Let $X_n$ be independent Poisson random variables with $\mathbb{E}[X_n] = \lambda_n$. Define $S_n = X_1 + \dots + X_n$. Show that if $\sum \lambda_n = +\infty$, then $\frac{S_n}{\mathbb{E}[S_n]} \longrightarrow 1$ a.s.
How to prove this?
My attempt is to show, first, that $\frac{S_n}{\mathbb{E}[S_n]} \longrightarrow 1$ in probability and then show that $\frac{S_n}{\mathbb{E}[S_n]} \longrightarrow 1$ a.s.
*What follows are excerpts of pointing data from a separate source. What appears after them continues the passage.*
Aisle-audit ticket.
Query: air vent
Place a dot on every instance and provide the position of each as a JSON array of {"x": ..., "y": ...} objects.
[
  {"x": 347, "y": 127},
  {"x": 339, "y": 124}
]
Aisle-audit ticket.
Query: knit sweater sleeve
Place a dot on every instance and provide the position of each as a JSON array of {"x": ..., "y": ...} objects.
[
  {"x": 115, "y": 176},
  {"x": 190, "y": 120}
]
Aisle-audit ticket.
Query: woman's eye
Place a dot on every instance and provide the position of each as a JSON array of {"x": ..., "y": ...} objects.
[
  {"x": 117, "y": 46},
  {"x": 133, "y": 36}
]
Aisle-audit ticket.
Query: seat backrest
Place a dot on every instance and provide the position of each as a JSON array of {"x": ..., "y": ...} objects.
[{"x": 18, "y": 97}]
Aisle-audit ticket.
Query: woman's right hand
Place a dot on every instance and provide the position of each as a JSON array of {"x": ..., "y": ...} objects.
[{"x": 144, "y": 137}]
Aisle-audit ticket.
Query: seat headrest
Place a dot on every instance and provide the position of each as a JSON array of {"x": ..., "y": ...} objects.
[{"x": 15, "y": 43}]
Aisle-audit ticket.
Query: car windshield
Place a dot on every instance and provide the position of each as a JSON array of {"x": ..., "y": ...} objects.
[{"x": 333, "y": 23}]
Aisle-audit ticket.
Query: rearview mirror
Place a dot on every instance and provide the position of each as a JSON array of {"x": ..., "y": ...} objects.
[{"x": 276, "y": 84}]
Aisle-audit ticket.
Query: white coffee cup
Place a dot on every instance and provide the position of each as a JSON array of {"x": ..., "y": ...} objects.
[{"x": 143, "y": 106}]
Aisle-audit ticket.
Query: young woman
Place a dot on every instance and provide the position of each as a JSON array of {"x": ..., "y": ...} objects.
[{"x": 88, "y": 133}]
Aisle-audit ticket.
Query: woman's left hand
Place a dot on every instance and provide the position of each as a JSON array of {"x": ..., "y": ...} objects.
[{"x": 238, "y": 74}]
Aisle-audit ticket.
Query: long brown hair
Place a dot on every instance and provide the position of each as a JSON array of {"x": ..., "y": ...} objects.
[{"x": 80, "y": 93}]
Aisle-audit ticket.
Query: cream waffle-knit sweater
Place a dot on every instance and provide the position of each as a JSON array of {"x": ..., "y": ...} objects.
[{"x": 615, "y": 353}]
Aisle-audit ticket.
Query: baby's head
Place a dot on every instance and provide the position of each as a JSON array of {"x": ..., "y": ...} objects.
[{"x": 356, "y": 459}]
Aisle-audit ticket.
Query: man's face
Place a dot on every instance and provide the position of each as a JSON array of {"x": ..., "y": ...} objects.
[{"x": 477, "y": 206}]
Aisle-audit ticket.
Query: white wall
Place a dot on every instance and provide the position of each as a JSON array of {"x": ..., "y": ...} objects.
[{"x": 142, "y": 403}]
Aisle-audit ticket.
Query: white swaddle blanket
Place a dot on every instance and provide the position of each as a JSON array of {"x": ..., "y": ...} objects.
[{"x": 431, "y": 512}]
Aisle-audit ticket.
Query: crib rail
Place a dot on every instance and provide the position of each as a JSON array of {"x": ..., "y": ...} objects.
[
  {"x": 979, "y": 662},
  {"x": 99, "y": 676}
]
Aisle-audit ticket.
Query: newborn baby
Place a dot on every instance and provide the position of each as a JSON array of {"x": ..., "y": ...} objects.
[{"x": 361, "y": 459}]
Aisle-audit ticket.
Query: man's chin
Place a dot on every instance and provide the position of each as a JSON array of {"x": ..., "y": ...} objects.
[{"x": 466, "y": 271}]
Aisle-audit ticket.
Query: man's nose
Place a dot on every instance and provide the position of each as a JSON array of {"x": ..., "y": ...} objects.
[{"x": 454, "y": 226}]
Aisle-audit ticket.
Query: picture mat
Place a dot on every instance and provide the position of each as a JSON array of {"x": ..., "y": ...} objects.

Here is a solution that uses SLLN and the additive property of the Poisson distribution.
Let $(N_t)_{t \geq 0}$ be a Poisson process of unit rate. Then by the SLLN, together with the inequality
$$ \frac{N_{[t]}}{[t]+1} \leq \frac{N_t}{t} \leq \frac{N_{[t]+1}}{[t]}, $$
it is easy to check that $N_t / t \to 1$ as $t \to \infty$ a.s. Now let $T_k = \lambda_1 + \cdots + \lambda_k$. Then $T_k \to \infty$ and hence $ N_{T_k} / T_k \to 1$.
Finally, notice that the distribution of the process $(S_n : n \geq 1)$ is identical to the distribution of the process $(N_{T_k} : k \geq 1)$. Therefore $S_n / \Bbb{E}S_n \to 1$ as $n \to \infty$ a.s.